Indeed, there have been an increasing number of harassment allegations made following the surge in social networking. As a result of the pace with which social media has expanded throughout the world, lawyers are struggling to come to grips with just how to deal with harassment over the internet.
Protection from Harassment Act 1996
Claims for harassment in the UK are generally brought under the Protection from Harassment Act 1996 or the Public Order Act 1994. In order to show harassment a victim will have to demonstrate the alleged individual is causing harassment, alarm or distress by using threatening, abusive or insulting words or behaviour.
Anybody who believes they are being harassed should contact the police and get legal advice from a solicitor.
In terms of punishing the individual alleged to have been harassing, the courts will generally impose a maximum six-month sentence on somebody whose harassment is deemed a nuisance. However, where the harassment leads to the victim fearing an act of violence, and that fear is deemed to be reasonable, the alleged harasser could face up to five years in prison.
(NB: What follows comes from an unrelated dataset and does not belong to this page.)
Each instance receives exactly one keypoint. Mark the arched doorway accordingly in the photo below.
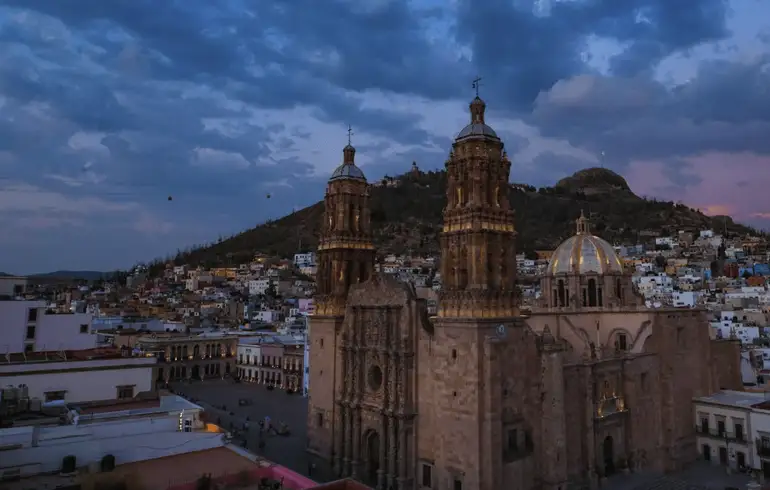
(608, 452)
(372, 457)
One should not forget that harassment is not the only legal route with which it may be possible to bring a claim against somebody for harassing behaviour over social media. Any sexual discrimination or racial discrimination over the internet will be just as actionable as discrimination outside of the internet.
Again, legal advice from a solicitor may help to learn which is the most appropriate route to take.
The most obvious problem with online harassment is the difficulty in proving who the harasser is, and therefore stopping them. The pace with which social media has expanded means that the police do not have the kind of equipment required on a routine basis to track down the group or individual involved.
There is, of course, the additional problem that the internet makes it far easier for somebody to hide their identity and to harass from several different places. Often, therefore, if the police do not anticipate an act of violence, their desire to get involved will often be low given the limitations they have in trying to trace the individual.
Anybody who is being harassed is therefore recommended to take practical steps to avoid the chances that the harasser can continue to contact them. Simple steps such as changing email address, removing personal information from social networking sites and changing passwords can all assist greatly. Indeed, a common practical step will also involve increasing the security settings on the individual’s computer or purchasing a more protective security system.
Despite the difficulties involved, if you are being harassed you should report the problem to the police. It may also be of assistance to get legal advice from a solicitor who may be able to identify a particular action to take, unique to your circumstances.
Most practically though, it is strongly recommended that people are careful who they interact with on social media networks and what personal information they give away.